Uterine leiomyoma (LM), also known as uterine fibroids, are benign, smooth muscle tumors of the uterus characterized by extensive cellular alteration and stiffness of the extracellular matrix (ECM). Alarmingly, almost 75% of all women will develop some form of fibroids in their lifetimes, with some experiencing significant symptoms. Current medical treatments for LM have off-target side effects that limit their long-term use; surgical options are the only definitive treatment. Consequently, LM is a major gynecologic healthcare problem, and its treatment costs billions of dollars annually. Unfortunately, the molecular mechanisms underlying LM tumorigenesis and progression are poorly understood, and this has posed a significant barrier to the development of new treatment options. The proposed studies are highly significant because they will fill a gap in knowledge about this major gynecologic disease, identifying the mechanisms that drive LM formation as well as potential targets for new LM therapies. Although estrogen and progesterone signaling and TGF? signaling have been implicated in LM, the search for potential driver mutations in LM led to the identification of genes that encode two major proteins that regulate transcription and 3D chromatin topology. Overexpression via chromosomal translocation of the gene encoding chromatin-binding protein high mobility group protein HMGA2 (HMGA2-ra) and mutations in the transcriptional mediator complex subunit Med12 gene (mut-MED12) have been identified as mutually exclusive driver mutations in LM. They together contribute to almost 85% of all LM. Previous cytogenetic, IHC, molecular and whole genome sequencing studies clearly established a role for HMGA2 overexpression in leiomyoma pathogenesis. In this proposal, utilizing these previous observations, we hypothesize that HMGA2 overexpression alters its association with chromatin, thereby changing epigenetic signatures and strongly influencing 3D chromatin topology, which alters gene expression compared to normal myometrial tissues. To test our hypothesis, the following two specific aims will be pursued.

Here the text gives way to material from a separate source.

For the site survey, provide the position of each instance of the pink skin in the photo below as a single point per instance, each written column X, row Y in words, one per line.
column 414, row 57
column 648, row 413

Specific Aim 1, we will define the cistrome, transcriptome, and epigenome in HMGA2-ra LM.
In Specific Aim 2, we will define chromosomal 3D-topology in HMGA2-ra LM. We will use state-of-the-art genome-wide technology and bioinformatic analysis to achieve these aims. Once completed, the proposed studies will advance our knowledge of this highly prevalent public health challenge in gynecology that affects half of the world population. The proposed work is scientifically, translationally, and clinically significant because these studies will establish a rational pre-clinical framework to assess existing treatments and develop novel therapies for targeting LM, a major gynecologic disease.